Relacje z Rosją są obecnie najgorsze od czasów zimnej wojny - oznajmił w poniedziałek w Brukseli sekretarz generalny NATO Jens Stoltenberg po zakończeniu szczytu przywódców państw Sojuszu.
Nasze relacje z Rosją są na najniższym poziomie od zimnej wojny. Agresywne działania Moskwy są zagrożeniem dla naszego bezpieczeństwa. NATO pozostaje wierne swojemu dwutorowemu podejściu: gotowości do obrony i dialogu. Utrzymamy silną obronę, jednocześnie pozostając gotowi do rozmowy - powiedział Stoltenberg.

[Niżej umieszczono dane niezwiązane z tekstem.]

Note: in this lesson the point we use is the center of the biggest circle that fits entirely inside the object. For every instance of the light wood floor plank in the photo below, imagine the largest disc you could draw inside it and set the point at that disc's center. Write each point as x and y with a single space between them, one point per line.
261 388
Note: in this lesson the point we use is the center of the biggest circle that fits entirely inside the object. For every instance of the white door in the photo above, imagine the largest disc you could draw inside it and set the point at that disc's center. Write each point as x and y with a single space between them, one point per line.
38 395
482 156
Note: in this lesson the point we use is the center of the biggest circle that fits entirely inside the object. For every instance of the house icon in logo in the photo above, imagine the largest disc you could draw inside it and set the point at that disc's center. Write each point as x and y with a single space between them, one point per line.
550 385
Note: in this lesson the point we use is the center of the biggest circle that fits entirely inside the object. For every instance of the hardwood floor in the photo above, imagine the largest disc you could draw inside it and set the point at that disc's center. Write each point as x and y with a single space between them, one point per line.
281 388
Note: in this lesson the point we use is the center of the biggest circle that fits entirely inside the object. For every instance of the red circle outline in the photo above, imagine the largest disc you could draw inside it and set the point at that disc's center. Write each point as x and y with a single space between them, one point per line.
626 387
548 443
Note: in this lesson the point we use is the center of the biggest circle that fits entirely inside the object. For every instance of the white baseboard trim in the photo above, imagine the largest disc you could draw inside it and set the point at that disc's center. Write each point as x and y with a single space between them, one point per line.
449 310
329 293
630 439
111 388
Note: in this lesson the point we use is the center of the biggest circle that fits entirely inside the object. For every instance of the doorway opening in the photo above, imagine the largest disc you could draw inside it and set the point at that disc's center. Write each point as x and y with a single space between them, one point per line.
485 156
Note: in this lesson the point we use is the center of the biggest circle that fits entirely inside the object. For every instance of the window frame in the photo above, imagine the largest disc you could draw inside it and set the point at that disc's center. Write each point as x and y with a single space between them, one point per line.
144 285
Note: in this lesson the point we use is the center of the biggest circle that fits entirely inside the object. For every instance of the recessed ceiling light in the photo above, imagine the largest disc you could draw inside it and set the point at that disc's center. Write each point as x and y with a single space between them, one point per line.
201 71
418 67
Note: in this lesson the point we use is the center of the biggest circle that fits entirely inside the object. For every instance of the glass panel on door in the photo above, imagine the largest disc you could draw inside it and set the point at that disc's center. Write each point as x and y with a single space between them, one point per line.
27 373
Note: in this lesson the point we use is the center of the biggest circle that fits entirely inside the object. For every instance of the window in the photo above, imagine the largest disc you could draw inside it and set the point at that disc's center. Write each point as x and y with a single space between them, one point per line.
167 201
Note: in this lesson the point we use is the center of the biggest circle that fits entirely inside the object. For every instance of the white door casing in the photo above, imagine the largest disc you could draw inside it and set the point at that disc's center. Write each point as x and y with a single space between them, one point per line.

W epoce globalnej rywalizacji Europa i Ameryka Północna powinny trzymać się razem w NATO. Żeby bronić naszych wartości i naszych interesów. Zwłaszcza w czasach, gdy reżimy autorytarne, takie jak Rosja i Chiny, rzucają wyzwanie porządkowi międzynarodowemu opartemu na zasadach - dodał.
Szef NATO wielokrotnie wskazywał w ostatnim czasie na problemy w relacjach z Rosją. Krytykował on już budowę gazociągu Nord Stream 2, określając go jako "zły dla Europy". Wskazywał także na militarne operacje Rosji oraz jej zaangażowanie w popieranie reżimu w Białorusi.
Szef NATO powiedział też, że rosnące w siłę Chiny tworzą wyzwania dla bezpieczeństwa sojuszników NATO. Przywódcy zgodzili się, że musimy uwzględnić te wyzwania razem - powiedział.
Dodał, że polityka Chin stoi w sprzeczności z fundamentalnymi wartościami zawartymi w Traktacie Waszyngtońskim. Chiny szybko rozwijają arsenał nuklearny - zaznaczył, dodając, że nie można zapominać też, iż Pekin współpracuje militarne z Rosją.